Viscous microstructural dampers with aligned holes: design procedure including the edge correction.

The paper is a continuation of the works "Modelling of viscous damping of perforated planar micromechanical structures. Applications in acoustics" [Homentcovschi and Miles, J. Acoust. Soc. Am. 116, 2939-2947 (2004)] and "Viscous Damping of Perforated Planar Micromechanical Structures" [Homentcovschi and Miles, Sensors Actuators, A119, 544-552 (2005)] where design formulas for the case of an offset (staggered) system of holes was provided.

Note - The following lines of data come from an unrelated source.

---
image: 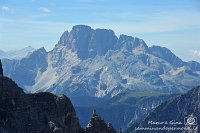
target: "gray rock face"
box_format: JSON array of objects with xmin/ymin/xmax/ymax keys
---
[
  {"xmin": 86, "ymin": 110, "xmax": 116, "ymax": 133},
  {"xmin": 0, "ymin": 46, "xmax": 35, "ymax": 60},
  {"xmin": 58, "ymin": 25, "xmax": 117, "ymax": 59},
  {"xmin": 3, "ymin": 25, "xmax": 200, "ymax": 97},
  {"xmin": 4, "ymin": 48, "xmax": 48, "ymax": 91}
]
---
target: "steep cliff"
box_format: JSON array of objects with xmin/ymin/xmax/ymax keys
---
[{"xmin": 0, "ymin": 61, "xmax": 115, "ymax": 133}]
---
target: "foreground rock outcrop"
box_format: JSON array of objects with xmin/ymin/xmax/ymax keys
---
[{"xmin": 0, "ymin": 61, "xmax": 115, "ymax": 133}]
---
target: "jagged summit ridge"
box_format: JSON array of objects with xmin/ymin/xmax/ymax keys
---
[
  {"xmin": 58, "ymin": 25, "xmax": 117, "ymax": 59},
  {"xmin": 4, "ymin": 25, "xmax": 200, "ymax": 97}
]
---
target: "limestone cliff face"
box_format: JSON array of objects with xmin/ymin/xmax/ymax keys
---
[
  {"xmin": 85, "ymin": 110, "xmax": 116, "ymax": 133},
  {"xmin": 0, "ymin": 60, "xmax": 115, "ymax": 133}
]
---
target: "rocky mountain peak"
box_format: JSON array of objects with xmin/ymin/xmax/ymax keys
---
[
  {"xmin": 118, "ymin": 34, "xmax": 148, "ymax": 52},
  {"xmin": 86, "ymin": 109, "xmax": 116, "ymax": 133},
  {"xmin": 58, "ymin": 25, "xmax": 117, "ymax": 59},
  {"xmin": 149, "ymin": 46, "xmax": 184, "ymax": 67}
]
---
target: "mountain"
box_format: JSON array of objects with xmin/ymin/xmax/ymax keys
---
[
  {"xmin": 71, "ymin": 92, "xmax": 175, "ymax": 130},
  {"xmin": 128, "ymin": 87, "xmax": 200, "ymax": 133},
  {"xmin": 3, "ymin": 25, "xmax": 200, "ymax": 98},
  {"xmin": 0, "ymin": 60, "xmax": 116, "ymax": 133},
  {"xmin": 0, "ymin": 46, "xmax": 35, "ymax": 60}
]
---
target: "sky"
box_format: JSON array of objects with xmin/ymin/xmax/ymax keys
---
[{"xmin": 0, "ymin": 0, "xmax": 200, "ymax": 62}]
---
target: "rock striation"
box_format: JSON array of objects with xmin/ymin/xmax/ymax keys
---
[
  {"xmin": 3, "ymin": 25, "xmax": 200, "ymax": 98},
  {"xmin": 0, "ymin": 61, "xmax": 114, "ymax": 133}
]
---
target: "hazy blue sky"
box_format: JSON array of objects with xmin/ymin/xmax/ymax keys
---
[{"xmin": 0, "ymin": 0, "xmax": 200, "ymax": 61}]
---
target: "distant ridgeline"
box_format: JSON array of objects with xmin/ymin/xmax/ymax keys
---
[
  {"xmin": 3, "ymin": 25, "xmax": 200, "ymax": 98},
  {"xmin": 0, "ymin": 60, "xmax": 116, "ymax": 133}
]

The present work contains design formulas for perforated planar microstructures used in MEMS devices (such as proof-masses in accelerometers, backplates in microphones, micromechanical switches, resonators, tunable microoptical interferometers, etc.) in the case of aligned (nonstaggered) holes of circular and square section. The given formulas assure a minimum total damping coefficient (including the squeeze film damping and the direct and indirect resistance of the holes) for an assigned open area. The paper also gives a simple edge correction, making it possible to consider real (finite) perforated planar microstructures. The proposed edge correction is validated by comparison with the results obtained by FEM simulations: the relative error is found to be smaller than 0.04%. By putting together the design formulas with the edge correction a simple integrated design procedure for obtaining viscous perforated dampers with assigned properties is obtained.